L'emprunt consiste ainsi à faire payer les épargnants à la place des contribuables. Tout ce qui se passe ensuite pendant le reste de la morne vie d'un titre de dette consiste à déboucler l'opération. Chaque année, il faudra prélèver un peu plus d'impôts auprès des contribuables pour payer les intérêts aux épargnants. Et à l'échéance, encore un peu plus d'impôts pour rembourser le principal.

Il est évidemment possible de varier les plaisirs, en empruntant pour rembourser tout ou partie des emprunts précédents, et en distinguant entre les types d'obligations émises par l'Etat (qui a bien entendu le choix dans la dette).

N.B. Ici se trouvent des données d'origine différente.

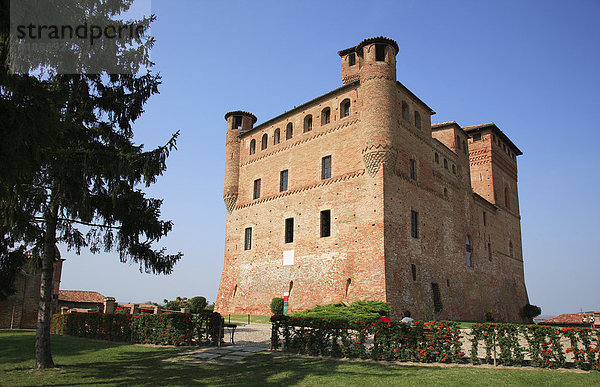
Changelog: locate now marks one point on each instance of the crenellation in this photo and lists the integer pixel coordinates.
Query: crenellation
(405, 201)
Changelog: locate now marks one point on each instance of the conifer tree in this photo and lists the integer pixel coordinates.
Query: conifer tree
(70, 172)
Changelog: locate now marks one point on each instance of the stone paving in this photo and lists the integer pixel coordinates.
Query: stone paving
(249, 340)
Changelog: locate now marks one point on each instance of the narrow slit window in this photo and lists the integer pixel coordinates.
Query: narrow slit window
(264, 142)
(380, 52)
(325, 116)
(345, 108)
(417, 120)
(256, 192)
(414, 224)
(437, 298)
(413, 169)
(325, 167)
(469, 249)
(289, 230)
(248, 238)
(325, 223)
(283, 180)
(308, 123)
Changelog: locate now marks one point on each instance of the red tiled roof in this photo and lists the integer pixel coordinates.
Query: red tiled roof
(80, 296)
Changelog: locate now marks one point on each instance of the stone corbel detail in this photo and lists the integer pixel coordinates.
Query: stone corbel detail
(376, 156)
(230, 202)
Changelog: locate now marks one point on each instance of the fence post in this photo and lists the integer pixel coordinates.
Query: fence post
(494, 348)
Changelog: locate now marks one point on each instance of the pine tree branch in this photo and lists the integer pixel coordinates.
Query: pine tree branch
(42, 220)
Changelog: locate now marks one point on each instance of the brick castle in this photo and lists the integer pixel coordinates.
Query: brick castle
(356, 195)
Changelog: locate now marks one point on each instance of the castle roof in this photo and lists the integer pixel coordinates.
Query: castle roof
(490, 125)
(242, 113)
(299, 108)
(378, 39)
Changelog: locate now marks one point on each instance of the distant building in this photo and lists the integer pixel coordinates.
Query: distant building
(21, 309)
(81, 299)
(572, 319)
(356, 195)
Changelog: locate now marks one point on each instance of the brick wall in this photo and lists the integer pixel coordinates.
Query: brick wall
(371, 194)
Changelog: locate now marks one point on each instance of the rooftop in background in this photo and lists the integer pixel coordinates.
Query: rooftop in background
(80, 296)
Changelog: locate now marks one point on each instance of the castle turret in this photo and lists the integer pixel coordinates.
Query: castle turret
(237, 122)
(377, 72)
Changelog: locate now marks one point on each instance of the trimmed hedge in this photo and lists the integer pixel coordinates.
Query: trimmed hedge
(544, 345)
(436, 341)
(421, 342)
(162, 329)
(357, 311)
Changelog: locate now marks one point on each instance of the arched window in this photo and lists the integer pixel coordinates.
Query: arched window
(417, 120)
(325, 116)
(308, 123)
(345, 108)
(469, 248)
(265, 140)
(405, 110)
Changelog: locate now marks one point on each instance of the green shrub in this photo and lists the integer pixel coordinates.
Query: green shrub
(357, 311)
(277, 306)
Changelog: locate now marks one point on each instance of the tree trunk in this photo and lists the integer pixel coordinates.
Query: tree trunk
(43, 355)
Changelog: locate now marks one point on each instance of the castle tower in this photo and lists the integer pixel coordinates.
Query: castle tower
(237, 122)
(378, 92)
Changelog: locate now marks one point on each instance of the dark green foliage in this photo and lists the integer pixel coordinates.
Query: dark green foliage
(421, 341)
(357, 311)
(71, 172)
(112, 327)
(277, 306)
(163, 329)
(530, 311)
(195, 304)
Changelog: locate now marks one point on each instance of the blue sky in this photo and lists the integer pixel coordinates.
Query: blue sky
(529, 66)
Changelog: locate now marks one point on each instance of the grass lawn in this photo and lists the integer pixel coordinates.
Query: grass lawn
(83, 362)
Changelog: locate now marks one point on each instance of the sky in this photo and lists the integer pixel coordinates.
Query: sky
(529, 66)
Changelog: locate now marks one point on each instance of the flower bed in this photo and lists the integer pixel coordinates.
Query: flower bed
(422, 342)
(434, 341)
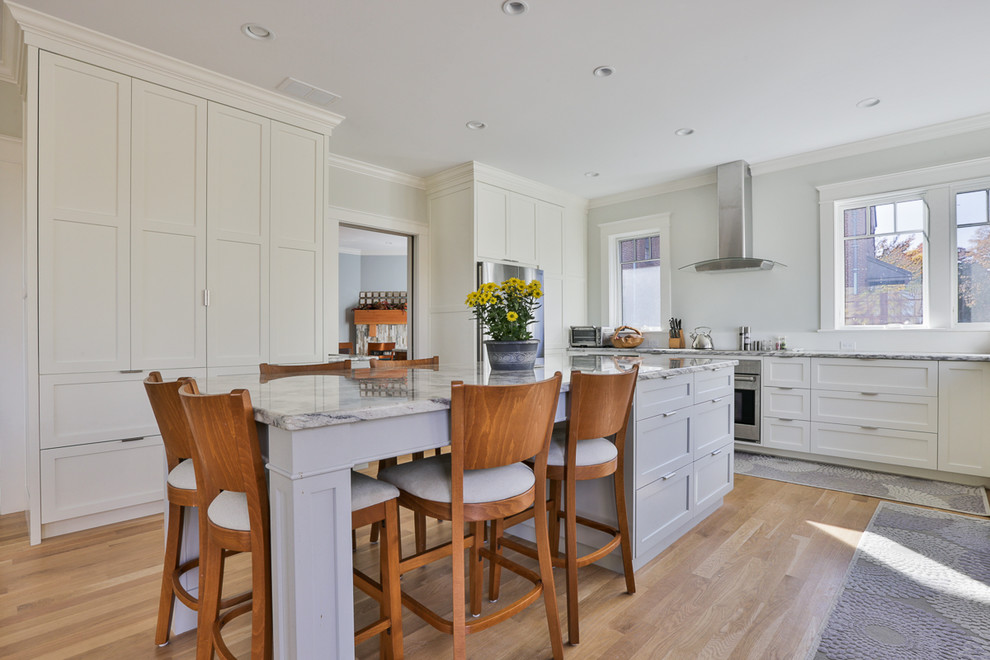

Mais l'essentiel n'est pas là : il n'aura échappé à personne que, si tous les contribuables ne sont pas des épargnants nets (sauf dans cet heureux monde parallèle habité par une bonne partie des parlementaires de droite et des éditorialistes du Figaro où seuls l'impôt sur le revenu et l'ISF sont considérés comme des prélèvements obligatoires), les prêteurs sont très majoritairement aussi des contribuables (sauf, encore, aux niveaux stratosphériques de l'échelle des revenus grâce aux miracles de l'optimisation fiscale) [le sarcasme était tentant, mais je sens que je vais immanquablement me faire traiter de parlementaire de droite ou, pire, d'éditorialiste du Figaro si je le maintiens. Parce que même les méga-riches payent de la TVA et de la CSG]. Ce qui fait que le remboursement de la dette aux prêteurs va se faire en partie avec leurs impôts, le reste étant acquitté par les contribuables non-prêteurs.

L'opération a évidemment des conséquences redistributives majeures (qui dépendent du profil des prêteurs et de la progressivité du système fiscal), mais ne change pas grand chose quand on raisonne à l'échelle du pays tout entier. Parce que le nouveau-né moyen qui trouve une dette de 18 000 euros dans son berceau y trouve aussi une créance sur l'Etat (ou plus précisément sur l'ensemble des administrations publiques) d'un montant équivalent. Autrement dit, à l'échelle d'un pays, choisir l'endettement plutôt que l'impôt consiste à faire payer les ménages au lieu de faire payer les ménages.

Fort bien, me dira-t-on, mais le raisonnemment ne marche plus du tout une fois qu'on passe en économie ouverte, et qu'il est possible d'emprunter auprès d'agents étrangers. Et on ajoutera que c'est assurément le cas concernant la dette publique française, qui est détenue à 62% par des non-résidents. A quoi je répondrai : et ben si, ça marche toujours, en tout cas dans le cas de la France. Mais pas aujourd'hui, parce qu'il faut bien laisser des choses à dire pour la suite du feuilleton.